Parameterize $3x^2 + 4xy + 3y^2 = x+3y$

Question

I am calculating the curve that is formed by the graph between the function $$f(x,y)=3x^2+4xy+y^2$$ and the plane $$z=x+3y$$ Then I'm left with the equation $3x^2+4xy+y^2=x+3y$ that I want to parameterize but I'm stuck

Answer 1

put x=r cos A, y= r sin A. now when you put it you get a relation giving r in terms of angle A , find range of r.

Answer 2

You can write if $$xy\neq 0$$ $$3\frac{x}{y}+4+\frac{y}{x}=0$$ and now substitute $$t=\frac{x}{y}$$

Answer 3

Hint:

The equation is that of a conic and more precisely an ellipse. You can center and reduce it to the form

$$\lambda_0 x^2+\lambda_1 y^2=c$$ where the lambdas are the Eigenvalues of the matrix of quadratic coefficients. You will find that the Eigenvalues are $1,5$ and Eigenvectors are $(1,1)$ and $(1,-1)$ so that the centered equation reads

$$5(\cos t+\sin t)^2+(\cos t-\sin t)^2=c.$$

Hence the requested parametric equation reads

$$x=\sqrt5(\cos t+\sin t)+a,\\y=\cos t-\sin t+b$$ where the constants $a,b$ that can be found by plugging in the initial equation.

Answer 4

As you and maverick said, taking $$x=r\cos(\theta)$$ $$y=r\sin(\theta)$$ and knowing $x^2+y^2=r^2$ you can give a parametrization of this curve.

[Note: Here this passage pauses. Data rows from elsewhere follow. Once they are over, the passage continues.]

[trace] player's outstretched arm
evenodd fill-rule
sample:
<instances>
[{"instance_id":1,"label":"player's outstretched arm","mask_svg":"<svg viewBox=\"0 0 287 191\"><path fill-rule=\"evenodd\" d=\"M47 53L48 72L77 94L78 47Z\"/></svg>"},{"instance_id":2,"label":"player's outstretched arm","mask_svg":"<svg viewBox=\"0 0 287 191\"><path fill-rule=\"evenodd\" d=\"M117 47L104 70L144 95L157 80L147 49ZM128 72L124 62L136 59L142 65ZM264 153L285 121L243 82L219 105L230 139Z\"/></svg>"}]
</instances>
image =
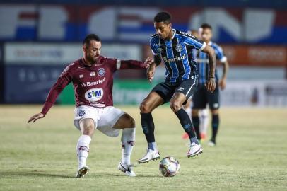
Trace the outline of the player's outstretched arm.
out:
<instances>
[{"instance_id":1,"label":"player's outstretched arm","mask_svg":"<svg viewBox=\"0 0 287 191\"><path fill-rule=\"evenodd\" d=\"M151 57L148 57L144 62L137 60L117 60L117 69L147 69L153 62Z\"/></svg>"},{"instance_id":2,"label":"player's outstretched arm","mask_svg":"<svg viewBox=\"0 0 287 191\"><path fill-rule=\"evenodd\" d=\"M37 113L37 114L34 115L33 116L32 116L31 117L30 117L29 120L28 121L28 123L29 123L30 122L35 122L37 120L43 118L44 117L45 117L45 115L42 112Z\"/></svg>"},{"instance_id":3,"label":"player's outstretched arm","mask_svg":"<svg viewBox=\"0 0 287 191\"><path fill-rule=\"evenodd\" d=\"M214 50L209 46L206 45L203 52L206 53L209 55L209 80L207 81L206 88L207 90L213 92L216 88L216 79L215 79L215 69L216 66L216 57L215 54Z\"/></svg>"},{"instance_id":4,"label":"player's outstretched arm","mask_svg":"<svg viewBox=\"0 0 287 191\"><path fill-rule=\"evenodd\" d=\"M227 78L227 73L228 72L229 69L229 64L227 60L224 62L222 62L223 64L223 73L221 79L219 81L219 86L221 87L221 90L225 89L226 86L226 78Z\"/></svg>"},{"instance_id":5,"label":"player's outstretched arm","mask_svg":"<svg viewBox=\"0 0 287 191\"><path fill-rule=\"evenodd\" d=\"M46 101L44 103L42 112L32 116L28 122L35 122L39 119L43 118L48 112L49 110L53 106L57 98L63 91L63 89L71 82L71 77L69 75L69 66L68 66L62 74L59 76L58 80L51 88Z\"/></svg>"}]
</instances>

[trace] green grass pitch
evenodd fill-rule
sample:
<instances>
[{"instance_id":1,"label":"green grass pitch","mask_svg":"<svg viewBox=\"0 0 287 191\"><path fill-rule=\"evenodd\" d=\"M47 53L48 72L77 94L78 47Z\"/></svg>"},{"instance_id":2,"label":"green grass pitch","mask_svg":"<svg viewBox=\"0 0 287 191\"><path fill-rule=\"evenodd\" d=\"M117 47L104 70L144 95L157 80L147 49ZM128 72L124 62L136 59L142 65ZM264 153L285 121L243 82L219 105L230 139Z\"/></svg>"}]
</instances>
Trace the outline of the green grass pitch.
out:
<instances>
[{"instance_id":1,"label":"green grass pitch","mask_svg":"<svg viewBox=\"0 0 287 191\"><path fill-rule=\"evenodd\" d=\"M134 117L136 139L131 161L146 152L146 143L136 106L119 106ZM221 111L218 145L202 144L204 153L185 156L183 129L168 106L153 112L161 158L179 160L177 175L165 178L159 161L138 165L137 177L117 170L120 137L96 131L87 164L89 174L74 177L76 144L74 107L55 106L35 124L30 115L40 105L0 105L0 190L286 190L287 110L225 108ZM209 128L210 130L210 128Z\"/></svg>"}]
</instances>

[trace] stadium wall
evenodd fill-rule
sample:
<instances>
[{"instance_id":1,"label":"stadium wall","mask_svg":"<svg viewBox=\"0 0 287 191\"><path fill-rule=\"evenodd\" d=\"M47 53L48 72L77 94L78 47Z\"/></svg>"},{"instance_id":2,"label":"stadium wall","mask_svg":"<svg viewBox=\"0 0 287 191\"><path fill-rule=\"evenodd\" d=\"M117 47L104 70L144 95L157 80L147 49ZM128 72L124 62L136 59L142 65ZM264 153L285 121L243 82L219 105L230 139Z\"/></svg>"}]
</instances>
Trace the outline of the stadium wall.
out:
<instances>
[{"instance_id":1,"label":"stadium wall","mask_svg":"<svg viewBox=\"0 0 287 191\"><path fill-rule=\"evenodd\" d=\"M228 46L230 50L238 48L238 45ZM257 45L245 45L240 47L239 50L259 49L260 53L262 52L260 48L262 48L263 50L265 50L265 47ZM269 47L267 50L270 48ZM283 49L281 47L274 47L274 48ZM230 55L233 55L235 57L231 59L232 57L230 57L229 62L231 66L233 66L233 62L236 61L236 57L239 59L241 57L244 57L250 54L246 53L245 55L240 50L234 51L235 52L238 52L239 55L233 55L233 54L227 54L228 59ZM105 44L102 52L103 55L108 55L110 57L140 60L150 53L147 45L143 47L138 44ZM282 51L283 55L279 57L281 59L273 61L270 59L270 56L261 57L266 58L266 60L263 59L261 62L252 59L257 58L257 57L252 56L248 59L242 59L242 62L247 61L250 63L238 63L236 66L241 70L239 69L237 70L238 72L236 76L234 74L234 68L236 67L232 67L230 74L233 75L231 76L233 80L228 81L228 88L223 91L223 97L224 98L222 100L223 105L260 106L274 104L277 106L287 106L287 101L286 100L286 98L287 98L286 84L287 83L286 81L283 80L283 73L280 74L278 72L283 72L284 71L283 67L286 66L284 64L287 62L286 52L286 50L285 49L285 53L284 51ZM281 54L279 54L281 55ZM269 54L266 53L266 55ZM5 43L3 59L4 64L2 65L4 74L4 102L13 104L42 103L50 87L55 82L65 65L81 56L82 50L80 43ZM273 58L274 57L270 57ZM249 66L251 64L252 66L255 66L253 69ZM262 64L268 68L266 70L262 69ZM243 66L248 67L245 70L242 70L244 68ZM276 69L279 69L279 71L274 69L274 66L277 66ZM263 73L261 73L262 75L259 74L259 76L253 79L252 83L247 81L248 75L254 78L254 74L260 70L263 70ZM281 78L279 77L280 75ZM135 81L136 76L138 79L136 81ZM161 65L157 69L154 83L163 81L164 77L165 68ZM125 78L128 78L129 80L123 81L122 79ZM266 79L271 79L271 78L273 80L266 83ZM133 72L122 71L116 73L115 79L114 100L116 104L139 104L155 85L155 83L149 84L144 79L144 70L133 71ZM261 79L265 79L265 82L262 82ZM281 91L279 90L280 88ZM57 103L74 104L74 98L71 95L74 95L73 87L70 84L61 94ZM245 102L242 102L243 100Z\"/></svg>"},{"instance_id":2,"label":"stadium wall","mask_svg":"<svg viewBox=\"0 0 287 191\"><path fill-rule=\"evenodd\" d=\"M153 16L172 15L173 27L187 31L202 23L219 43L287 44L287 12L281 9L200 6L112 6L0 4L0 40L79 42L88 33L105 42L146 43Z\"/></svg>"}]
</instances>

$$3r^2\cos^2(\theta)+4r^2\cos(\theta)\sin(\theta)+r^2\sin^2(\theta)=r\cos(\theta)+3r\sin(\theta)$$

$$ r^2(1+2\cos^2(\theta)+4\cos(\theta)\sin(\theta))=r(\cos(\theta)+3\sin(\theta))$$ $$ r=\frac{\cos(\theta)+3\sin(\theta)}{1+2\cos^2(\theta)+4\cos(\theta)\sin(\theta)}$$

Hence you can parametrize your curve as:

$$ r(\theta)=\frac{\cos(\theta)+3\sin(\theta)}{1+2\cos^2(\theta)+4\cos(\theta)\sin(\theta)}$$

Remark: I do not know if this parametrization will be useful in your case, but it is a parametrization. Now, you need to define the range of $r$ related to the range of $\theta$ you have.